Critical Flaws in WebKit Engine
The tech giant identified two serious weaknesses within WebKit, the browser engine that powers Safari and all third-party browsers on iOS and iPadOS. Apple described the discovery as part of an 'extremely sophisticated attack' that was actively targeting specific individuals. The flaws are classified as zero-day vulnerabilities, meaning they were unknown to Apple before being exploited, giving hackers a window of opportunity before a fix was available.
Security teams from Apple and Google's Threat Analysis Group collaborated to uncover the weaknesses. They warned that the bugs could enable potentially devastating cyberattacks if left unpatched. The primary risk stems from malicious websites, which could deceive a device into executing harmful code.
Which Devices Are at Risk and How to Update
The devices most vulnerable to these exploits include a range of modern Apple products. The list encompasses the iPhone 11 and all later models. For iPads, the following are at high risk:
- iPad Pro 12.9-inch (3rd generation and later)
- iPad Pro 11-inch (1st generation and later)
- iPad Air (3rd generation and later)
- iPad (8th generation and later)
- iPad mini (5th generation and later)
To close the security gap, users must install iOS 26.2 or iPadOS 26.2. For those with automatic updates enabled, the patch should already be in place. Others need to manually download the update via their device's Settings app. Apple has also released corresponding security updates for macOS, tvOS, watchOS, visionOS, and Safari.

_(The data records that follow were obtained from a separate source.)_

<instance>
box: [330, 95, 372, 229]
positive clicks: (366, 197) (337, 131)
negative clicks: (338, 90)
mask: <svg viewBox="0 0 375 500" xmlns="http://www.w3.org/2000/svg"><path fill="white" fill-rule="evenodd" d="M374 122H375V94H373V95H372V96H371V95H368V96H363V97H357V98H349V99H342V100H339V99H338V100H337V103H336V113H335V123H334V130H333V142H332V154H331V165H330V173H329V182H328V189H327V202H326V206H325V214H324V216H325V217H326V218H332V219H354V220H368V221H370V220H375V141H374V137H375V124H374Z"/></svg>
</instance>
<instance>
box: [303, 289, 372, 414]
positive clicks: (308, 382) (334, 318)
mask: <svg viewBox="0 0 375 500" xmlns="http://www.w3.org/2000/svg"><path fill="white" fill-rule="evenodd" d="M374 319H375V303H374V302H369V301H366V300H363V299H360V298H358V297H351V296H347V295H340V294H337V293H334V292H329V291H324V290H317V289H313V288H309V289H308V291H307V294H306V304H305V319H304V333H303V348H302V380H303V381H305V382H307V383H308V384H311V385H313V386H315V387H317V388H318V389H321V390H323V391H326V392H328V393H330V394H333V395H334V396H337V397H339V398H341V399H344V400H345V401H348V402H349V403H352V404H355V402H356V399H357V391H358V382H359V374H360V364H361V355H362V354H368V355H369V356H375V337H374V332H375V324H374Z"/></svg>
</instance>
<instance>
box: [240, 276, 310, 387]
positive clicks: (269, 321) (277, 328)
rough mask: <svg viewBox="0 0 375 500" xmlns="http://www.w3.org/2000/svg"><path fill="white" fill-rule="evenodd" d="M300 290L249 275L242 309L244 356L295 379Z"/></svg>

Understanding the Vulnerabilities and Expert Protection Advice
The first flaw, tracked as CVE-2025-43529, is known as a use-after-free bug—a memory management issue that Apple resolved by improving how devices handle temporary data. The second, labeled CVE-2025-14174, was a memory corruption bug fixed by implementing stricter validation checks.
Cybersecurity expert Kurt Knutsson emphasised the critical importance of acting swiftly. 'Installing updates immediately is crucial because zero-day attacks often rely on catching users off guard with outdated software,' he wrote. His advice for UK users includes:
Enable automatic updates on all Apple devices to ensure protection as soon as patches are released.
Exercise extreme caution with links received via SMS, WhatsApp, email, or other messaging platforms. If a link seems suspicious, type the website address directly into your browser instead of clicking.
Consider using reputable security software on all devices to warn against phishing attempts and malware.
Limit your digital footprint by adjusting social media privacy settings and considering data removal services to make it harder for attackers to profile you.
Apple stated in its release, 'For our customers' protection, Apple doesn't disclose, discuss, or confirm security issues until an investigation has occurred and patches or releases are available.' The company now urges all users to take immediate action to safeguard their personal data and devices from this critical threat.